403	The API token is wrong or you have exceeded the API credits limit.
404	The requested URL is not reachable. Please, check it in your browser or try again.
405	The API endpoint can only be accessed using the following HTTP methods: GET, POST, PUT, DELETE.
409	Concurrent requests limit exceeded. Please, try again or upgrade to the paid plan
422	Invalid value provided. Please, look into detail for more info.
423	The anti-bot detection system has detected the request. Please, retry or change the request settings.
500	Something went wrong with the server side code. Rare case.
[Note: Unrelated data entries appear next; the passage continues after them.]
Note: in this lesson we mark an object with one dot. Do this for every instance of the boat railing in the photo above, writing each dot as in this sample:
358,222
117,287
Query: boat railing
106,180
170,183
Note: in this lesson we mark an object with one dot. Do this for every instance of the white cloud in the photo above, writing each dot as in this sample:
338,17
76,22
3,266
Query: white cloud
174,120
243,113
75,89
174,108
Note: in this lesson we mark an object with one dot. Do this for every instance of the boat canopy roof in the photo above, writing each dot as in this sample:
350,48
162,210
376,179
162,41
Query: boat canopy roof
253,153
We're recommending to contact us in this case.

Response example

apparent_encoding: utf-8
close: <bound method Response.close of <Response [404]>>
connection: <requests.adapters.HTTPAdapter object at 0x1069c6860>
content: b'{"detail":"This site can\xe2\x80\x99t be reached"}'
cookies: <RequestsCookieJar[]>
elapsed: 0:01:00.988698
encoding: utf-8
headers: {'Content-Length': '41', 'Content-Type': 'application/json', 'Date': 'Sat, 15 Apr 2023 11:11:07 GMT', 'Server': 'uvicorn', 'Vary': 'Accept-Encoding'}
history: []
is_permanent_redirect: False
is_redirect: False
iter_content: <bound method Response.iter_content of <Response [404]>>
iter_lines: <bound method Response.iter_lines of <Response [404]>>
json: <bound method Response.json of <Response [404]>>
links: {}
next: None
ok: False
raise_for_status: <bound method Response.raise_for_status of <Response [404]>>
raw: <urllib3.response.HTTPResponse object at 0x106c63040>
reason: Not Found
request: <PreparedRequest [GET]>
status_code: 404
text: {"detail":"This site can’t be reached"}
url: https://api.scrapingant.com/v2/general?url=https%3A%2F%2Fbit.ly%2F3K8jfVx&x-api-key=c967d3da0a484315a5ecbb2aaaeb367a&browser=False&proxy_country=GB&return_page_source=True

AI extraction

27 Sep 2023

Launched AI data extraction.

Can handle requests like extracting product title, price(number), full description, reviews(list: review title, review content).

Instructions: https://docs.scrapingant.com/ai-data-extraction/ai-extractor

Price seems prohibitive though:

each 30 characters of input and output text cost 1 API credit

https://docs.scrapingant.com/credits-cost#ai-extractor-cost

So a webpage with 30k characters would cost 1k credits!